Ringo Starr said The Beatles felt relieved when a single didn’t hit No. 1
In 1963, The Beatles began dominating the charts. For years, they were unbeatable; it seemed that nothing they released could fail. While this was exciting, Starr said it also put a great deal of pressure on the band.
“After Number One, where else is there to go? Number One was It,” he said in The Beatles Anthology. “After that, of course, every bloody thing we did was Number One and it got strange because in a weird way we were waiting for the one that wasn’t Number One.”

In 1967, the string of successes finally came to an end. Engelbert Humperdinck’s “Release Me” beat “Strawberry Fields Forever” and “Penny Lane.” According to Starr, this was a great relief for the band.

“And when that happened we felt, ‘Thank God that’s over,’” he said. “It was a lot of pressure: we had a dozen in a row that went to Number One, so the one that didn’t was a real relief.”

Their string of No. 1 hits kicked off Beatlemania
The band’s dominance on the chart was proof of their popularity. With their success came the rise of Beatlemania.

“That’s where they wanted to be — Number One; but with it came the beginning of Beatlemania,” their road manager, Neil Aspinall, said. “They’d had a lot of madness in Liverpool, but they knew all the kids there. They didn’t try to jump on you or overturn the van or rip the wing mirrors off. Suddenly this absolute craziness was going on, which was very exciting, but difficult to deal with.”
Their power lay in the fact that they seemed to appeal to everyone.

“When they performed, it was just a permanent scream,” Aspinall said. “It was mainly girls, but it was a strange thing about The Beatles that there were a lot of guys there as well. They appealed to everybody.”
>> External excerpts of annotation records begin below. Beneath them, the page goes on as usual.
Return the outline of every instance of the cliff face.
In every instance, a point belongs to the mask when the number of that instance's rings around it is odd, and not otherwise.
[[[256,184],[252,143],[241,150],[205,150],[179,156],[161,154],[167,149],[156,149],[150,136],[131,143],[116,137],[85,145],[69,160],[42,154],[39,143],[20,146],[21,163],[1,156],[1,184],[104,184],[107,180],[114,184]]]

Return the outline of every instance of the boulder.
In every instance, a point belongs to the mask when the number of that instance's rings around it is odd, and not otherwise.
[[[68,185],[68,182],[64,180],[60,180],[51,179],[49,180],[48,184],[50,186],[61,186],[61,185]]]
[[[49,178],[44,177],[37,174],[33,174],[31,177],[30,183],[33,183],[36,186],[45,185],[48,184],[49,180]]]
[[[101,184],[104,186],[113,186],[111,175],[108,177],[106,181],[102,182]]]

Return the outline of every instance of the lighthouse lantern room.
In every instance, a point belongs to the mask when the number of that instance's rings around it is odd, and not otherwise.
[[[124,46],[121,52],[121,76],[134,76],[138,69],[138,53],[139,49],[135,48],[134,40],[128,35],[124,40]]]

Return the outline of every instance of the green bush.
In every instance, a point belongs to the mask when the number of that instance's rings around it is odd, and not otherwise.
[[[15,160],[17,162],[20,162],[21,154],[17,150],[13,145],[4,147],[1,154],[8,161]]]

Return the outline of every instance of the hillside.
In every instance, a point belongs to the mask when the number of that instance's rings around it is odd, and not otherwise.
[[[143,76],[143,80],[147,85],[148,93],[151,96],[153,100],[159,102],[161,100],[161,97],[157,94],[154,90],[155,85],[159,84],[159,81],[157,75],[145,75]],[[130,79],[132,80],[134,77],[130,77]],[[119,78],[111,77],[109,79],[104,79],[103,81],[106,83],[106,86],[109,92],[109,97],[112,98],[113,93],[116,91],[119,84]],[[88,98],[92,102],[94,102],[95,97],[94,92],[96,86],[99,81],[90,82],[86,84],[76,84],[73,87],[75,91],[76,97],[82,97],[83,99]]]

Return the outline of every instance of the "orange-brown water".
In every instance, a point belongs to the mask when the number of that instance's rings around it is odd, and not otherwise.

Despite what Ringo Starr said, The Beatles were not happy with who ended their run
While The Beatles were grateful that they no longer worried about when someone would knock them from the top of the charts, they would have preferred that someone else do it. The band, and particularly John Lennon, were not fans of Humperdinck.

According to the book Fab: An Intimate Life of Paul McCartney by Howard Sounes, Lennon described McCartney’s solo album McCartney as “Engelbert Humperdinck music.” McCartney took this as a grave insult.
“I’ve never come back at him, not at all, but I can’t hide my anger about all the things he said at the time, about the Muzak, about me singing like Engelbert Humperdinck,” he said.
Still, even Lennon was publicly gracious about Humperdinck’s success.